Abstract

Objective To explore factors associated with a high vaginal GBS load during labor considering (1) the recto-vaginal GBS load at 35–37 weeks’ gestation determined by culture and (2) the vaginal GBS colonization determined by a polymerase chain reaction (PCR) assay during labor. Methods From an unselected cohort of 902 pregnant women, we obtained (1) recto-vaginal swabs for culture of GBS at 35–37 weeks’ gestation (GBSrectovag-36), (2) vaginal swabs for GBS PCR detection at labor (PCRvag-labor), and (3) vaginal swabs for culture of GBS at labor (GBSvag-labor). The GBS load was classified semi quantitatively according to a culture protocol without prior broth enrichment of the swab samples: none (0), few (+), some (++), or many (+++) GBS colonies. Results Among 902 unselected pregnant women, 859 (95%) had a vaginal swab culture taken at labor, which was classified semi quantitatively.
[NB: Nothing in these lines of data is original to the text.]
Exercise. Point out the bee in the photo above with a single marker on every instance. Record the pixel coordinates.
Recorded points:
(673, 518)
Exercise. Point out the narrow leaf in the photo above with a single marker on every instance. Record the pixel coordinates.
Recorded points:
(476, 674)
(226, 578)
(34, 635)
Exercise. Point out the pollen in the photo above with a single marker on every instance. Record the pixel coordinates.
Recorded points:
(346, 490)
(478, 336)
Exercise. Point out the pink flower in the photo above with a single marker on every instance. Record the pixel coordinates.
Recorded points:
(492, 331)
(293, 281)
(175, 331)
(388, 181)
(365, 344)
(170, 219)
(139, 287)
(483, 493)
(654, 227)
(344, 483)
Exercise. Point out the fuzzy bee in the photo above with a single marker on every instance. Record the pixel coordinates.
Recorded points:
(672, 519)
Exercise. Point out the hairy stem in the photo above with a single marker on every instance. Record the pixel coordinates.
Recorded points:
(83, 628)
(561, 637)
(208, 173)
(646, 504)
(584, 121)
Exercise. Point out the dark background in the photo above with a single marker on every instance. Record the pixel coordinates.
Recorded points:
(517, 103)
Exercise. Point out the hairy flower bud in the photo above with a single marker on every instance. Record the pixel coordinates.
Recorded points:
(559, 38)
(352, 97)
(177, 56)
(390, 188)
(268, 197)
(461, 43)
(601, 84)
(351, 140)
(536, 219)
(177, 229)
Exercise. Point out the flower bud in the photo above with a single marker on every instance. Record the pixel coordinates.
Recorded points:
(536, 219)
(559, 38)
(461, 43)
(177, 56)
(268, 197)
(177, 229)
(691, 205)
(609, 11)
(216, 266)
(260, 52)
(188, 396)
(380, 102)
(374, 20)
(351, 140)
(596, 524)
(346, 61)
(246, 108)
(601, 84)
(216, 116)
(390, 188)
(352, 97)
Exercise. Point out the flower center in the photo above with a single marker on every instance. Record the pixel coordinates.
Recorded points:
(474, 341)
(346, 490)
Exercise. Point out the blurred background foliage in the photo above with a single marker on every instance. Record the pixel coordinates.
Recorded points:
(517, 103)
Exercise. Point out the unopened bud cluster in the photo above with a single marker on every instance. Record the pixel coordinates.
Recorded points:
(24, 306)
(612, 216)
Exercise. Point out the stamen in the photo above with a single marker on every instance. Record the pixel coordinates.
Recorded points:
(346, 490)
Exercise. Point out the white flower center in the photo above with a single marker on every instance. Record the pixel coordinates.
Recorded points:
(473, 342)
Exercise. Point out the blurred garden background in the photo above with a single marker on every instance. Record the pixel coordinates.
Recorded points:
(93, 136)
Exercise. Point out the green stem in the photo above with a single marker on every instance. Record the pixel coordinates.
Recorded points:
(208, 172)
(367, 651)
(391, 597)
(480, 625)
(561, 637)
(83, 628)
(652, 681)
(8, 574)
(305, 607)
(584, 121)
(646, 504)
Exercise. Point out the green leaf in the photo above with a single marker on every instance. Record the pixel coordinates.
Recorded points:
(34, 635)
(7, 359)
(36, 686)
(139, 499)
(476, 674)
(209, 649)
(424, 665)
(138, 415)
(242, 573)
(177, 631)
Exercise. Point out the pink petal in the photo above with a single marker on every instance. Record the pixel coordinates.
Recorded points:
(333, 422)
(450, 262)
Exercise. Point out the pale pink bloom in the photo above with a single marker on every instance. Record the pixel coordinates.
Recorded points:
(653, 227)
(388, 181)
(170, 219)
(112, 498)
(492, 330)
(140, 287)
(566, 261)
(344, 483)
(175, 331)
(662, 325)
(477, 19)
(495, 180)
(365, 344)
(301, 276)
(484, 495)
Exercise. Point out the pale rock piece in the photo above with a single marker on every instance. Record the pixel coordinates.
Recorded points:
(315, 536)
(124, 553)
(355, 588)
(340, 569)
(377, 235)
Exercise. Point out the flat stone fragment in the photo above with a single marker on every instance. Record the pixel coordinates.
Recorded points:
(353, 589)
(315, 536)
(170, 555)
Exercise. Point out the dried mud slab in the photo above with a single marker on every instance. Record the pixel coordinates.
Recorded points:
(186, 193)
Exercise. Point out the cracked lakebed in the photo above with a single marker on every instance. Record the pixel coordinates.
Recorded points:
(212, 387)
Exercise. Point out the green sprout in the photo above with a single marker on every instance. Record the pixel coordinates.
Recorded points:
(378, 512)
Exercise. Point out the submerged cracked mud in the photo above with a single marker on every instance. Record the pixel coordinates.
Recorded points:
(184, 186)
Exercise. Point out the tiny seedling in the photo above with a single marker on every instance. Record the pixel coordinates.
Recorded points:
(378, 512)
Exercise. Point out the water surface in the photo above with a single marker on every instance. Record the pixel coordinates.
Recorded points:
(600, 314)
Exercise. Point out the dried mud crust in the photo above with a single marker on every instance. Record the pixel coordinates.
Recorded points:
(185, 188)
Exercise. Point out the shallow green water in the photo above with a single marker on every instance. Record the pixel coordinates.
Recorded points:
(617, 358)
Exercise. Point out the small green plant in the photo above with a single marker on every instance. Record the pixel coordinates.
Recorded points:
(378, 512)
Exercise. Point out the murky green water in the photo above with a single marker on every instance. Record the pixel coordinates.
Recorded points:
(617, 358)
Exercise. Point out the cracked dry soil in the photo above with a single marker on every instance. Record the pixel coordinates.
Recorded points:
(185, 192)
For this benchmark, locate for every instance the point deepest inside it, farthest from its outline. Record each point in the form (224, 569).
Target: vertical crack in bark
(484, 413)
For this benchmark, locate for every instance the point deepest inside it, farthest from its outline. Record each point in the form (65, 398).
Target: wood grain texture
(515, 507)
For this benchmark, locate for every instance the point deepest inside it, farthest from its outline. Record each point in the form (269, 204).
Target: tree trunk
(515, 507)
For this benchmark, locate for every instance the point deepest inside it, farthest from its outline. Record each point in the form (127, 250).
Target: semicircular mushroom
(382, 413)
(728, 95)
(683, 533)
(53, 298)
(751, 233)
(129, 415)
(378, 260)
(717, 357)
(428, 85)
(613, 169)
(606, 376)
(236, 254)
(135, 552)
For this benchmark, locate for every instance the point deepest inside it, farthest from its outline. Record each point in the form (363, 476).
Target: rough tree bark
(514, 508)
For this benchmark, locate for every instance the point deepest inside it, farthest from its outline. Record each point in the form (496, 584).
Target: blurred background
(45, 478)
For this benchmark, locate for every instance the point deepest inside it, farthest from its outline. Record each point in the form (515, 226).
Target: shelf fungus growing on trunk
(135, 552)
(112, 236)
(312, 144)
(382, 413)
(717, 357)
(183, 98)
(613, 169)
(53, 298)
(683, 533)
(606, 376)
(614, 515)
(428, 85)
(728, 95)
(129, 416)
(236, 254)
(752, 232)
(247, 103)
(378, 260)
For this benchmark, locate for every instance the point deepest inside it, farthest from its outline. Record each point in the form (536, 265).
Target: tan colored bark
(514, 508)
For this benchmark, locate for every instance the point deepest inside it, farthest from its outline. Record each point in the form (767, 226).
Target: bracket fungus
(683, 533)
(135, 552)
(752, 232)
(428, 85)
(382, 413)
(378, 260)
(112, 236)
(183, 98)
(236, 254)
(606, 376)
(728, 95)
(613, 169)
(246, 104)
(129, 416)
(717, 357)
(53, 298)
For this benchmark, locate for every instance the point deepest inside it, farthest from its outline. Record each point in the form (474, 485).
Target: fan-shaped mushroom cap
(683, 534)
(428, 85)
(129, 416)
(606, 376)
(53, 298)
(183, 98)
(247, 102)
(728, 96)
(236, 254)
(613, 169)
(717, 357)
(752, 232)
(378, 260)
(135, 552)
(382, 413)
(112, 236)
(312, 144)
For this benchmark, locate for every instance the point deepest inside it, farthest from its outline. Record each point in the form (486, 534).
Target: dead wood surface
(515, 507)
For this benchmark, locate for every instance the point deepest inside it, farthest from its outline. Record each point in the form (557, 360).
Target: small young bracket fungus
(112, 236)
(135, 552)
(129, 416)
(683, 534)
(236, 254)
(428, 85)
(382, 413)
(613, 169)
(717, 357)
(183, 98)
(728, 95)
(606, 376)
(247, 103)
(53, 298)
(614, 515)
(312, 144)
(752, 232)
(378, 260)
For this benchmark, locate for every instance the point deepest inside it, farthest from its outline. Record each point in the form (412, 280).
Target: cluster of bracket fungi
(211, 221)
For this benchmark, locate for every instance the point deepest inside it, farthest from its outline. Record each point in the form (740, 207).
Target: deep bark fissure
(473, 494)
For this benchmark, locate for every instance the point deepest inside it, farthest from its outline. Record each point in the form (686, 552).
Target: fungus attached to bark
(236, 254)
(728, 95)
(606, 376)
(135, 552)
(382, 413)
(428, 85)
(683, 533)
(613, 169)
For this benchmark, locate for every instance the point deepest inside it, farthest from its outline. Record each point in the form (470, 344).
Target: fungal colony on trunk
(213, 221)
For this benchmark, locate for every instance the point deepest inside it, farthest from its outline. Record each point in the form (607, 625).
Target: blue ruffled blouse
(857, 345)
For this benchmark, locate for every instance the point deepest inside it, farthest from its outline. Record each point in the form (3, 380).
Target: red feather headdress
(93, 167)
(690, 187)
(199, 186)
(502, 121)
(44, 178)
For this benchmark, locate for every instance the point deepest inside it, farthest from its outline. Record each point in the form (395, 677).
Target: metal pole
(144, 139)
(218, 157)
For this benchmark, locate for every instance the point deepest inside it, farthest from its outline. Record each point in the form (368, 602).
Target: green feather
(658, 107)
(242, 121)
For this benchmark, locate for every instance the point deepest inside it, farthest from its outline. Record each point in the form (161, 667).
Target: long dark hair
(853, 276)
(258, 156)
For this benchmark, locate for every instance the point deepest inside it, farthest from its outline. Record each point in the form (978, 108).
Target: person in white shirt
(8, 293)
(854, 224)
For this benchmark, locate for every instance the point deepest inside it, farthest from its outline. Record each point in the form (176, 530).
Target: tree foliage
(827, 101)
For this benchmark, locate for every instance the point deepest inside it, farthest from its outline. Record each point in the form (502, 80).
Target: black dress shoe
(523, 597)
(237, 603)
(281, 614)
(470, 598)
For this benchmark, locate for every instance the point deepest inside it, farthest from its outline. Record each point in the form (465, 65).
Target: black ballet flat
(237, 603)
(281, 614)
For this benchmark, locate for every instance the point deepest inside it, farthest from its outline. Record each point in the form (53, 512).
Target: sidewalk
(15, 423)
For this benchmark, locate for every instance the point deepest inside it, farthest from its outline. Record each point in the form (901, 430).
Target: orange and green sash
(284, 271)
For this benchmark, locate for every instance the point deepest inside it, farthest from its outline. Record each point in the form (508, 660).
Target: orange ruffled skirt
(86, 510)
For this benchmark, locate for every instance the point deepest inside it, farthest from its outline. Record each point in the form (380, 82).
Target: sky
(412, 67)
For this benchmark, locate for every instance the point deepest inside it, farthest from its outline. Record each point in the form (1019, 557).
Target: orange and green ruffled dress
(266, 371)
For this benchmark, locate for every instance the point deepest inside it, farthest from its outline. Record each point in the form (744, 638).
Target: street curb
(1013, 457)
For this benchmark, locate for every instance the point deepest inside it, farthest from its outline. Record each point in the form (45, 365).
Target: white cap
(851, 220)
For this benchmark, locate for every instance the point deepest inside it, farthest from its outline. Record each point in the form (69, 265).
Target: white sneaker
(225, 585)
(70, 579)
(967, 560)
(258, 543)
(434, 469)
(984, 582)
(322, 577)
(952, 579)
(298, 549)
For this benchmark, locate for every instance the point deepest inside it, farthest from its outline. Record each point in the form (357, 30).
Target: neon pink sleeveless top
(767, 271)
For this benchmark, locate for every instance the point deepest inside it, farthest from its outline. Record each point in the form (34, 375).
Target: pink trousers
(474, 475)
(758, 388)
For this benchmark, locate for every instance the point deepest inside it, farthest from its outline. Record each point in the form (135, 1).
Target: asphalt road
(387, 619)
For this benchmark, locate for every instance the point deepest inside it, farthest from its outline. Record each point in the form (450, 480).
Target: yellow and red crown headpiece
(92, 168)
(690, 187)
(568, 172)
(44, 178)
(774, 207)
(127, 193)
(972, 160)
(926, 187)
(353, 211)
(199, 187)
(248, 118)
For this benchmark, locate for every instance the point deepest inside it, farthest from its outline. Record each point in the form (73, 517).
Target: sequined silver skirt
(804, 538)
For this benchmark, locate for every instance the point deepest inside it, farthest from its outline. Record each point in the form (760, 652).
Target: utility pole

High load GBSvag-labor (+++) were found in 31 participants. GBSrectovag-36 showed a sensitivity of 90% (28/31) and a PPV of 23% (28/121), whereas PCRvag-labor had a sensitivity of 98% (30/31, non-significant difference) and a PPV of 42% (30/71, p < .01). PCR at labor had a lower sensitivity (78%) for detection of vaginal colonization with GBS at labor (any load) compared to recto/vaginal colonization with GBS at 36 weeks (92%). Vaginal colonization with GBS at 36 weeks seemed to have a lower sensitivity for detecting GBS in vagina at labor for high load (48%) and for any load (39%). Conclusion PCR at labor has higher detection rate (non-significant) and PPV in identification of laboring women with a high load of vaginal GBS compared with recto-vaginal culture at 36 weeks’ gestation.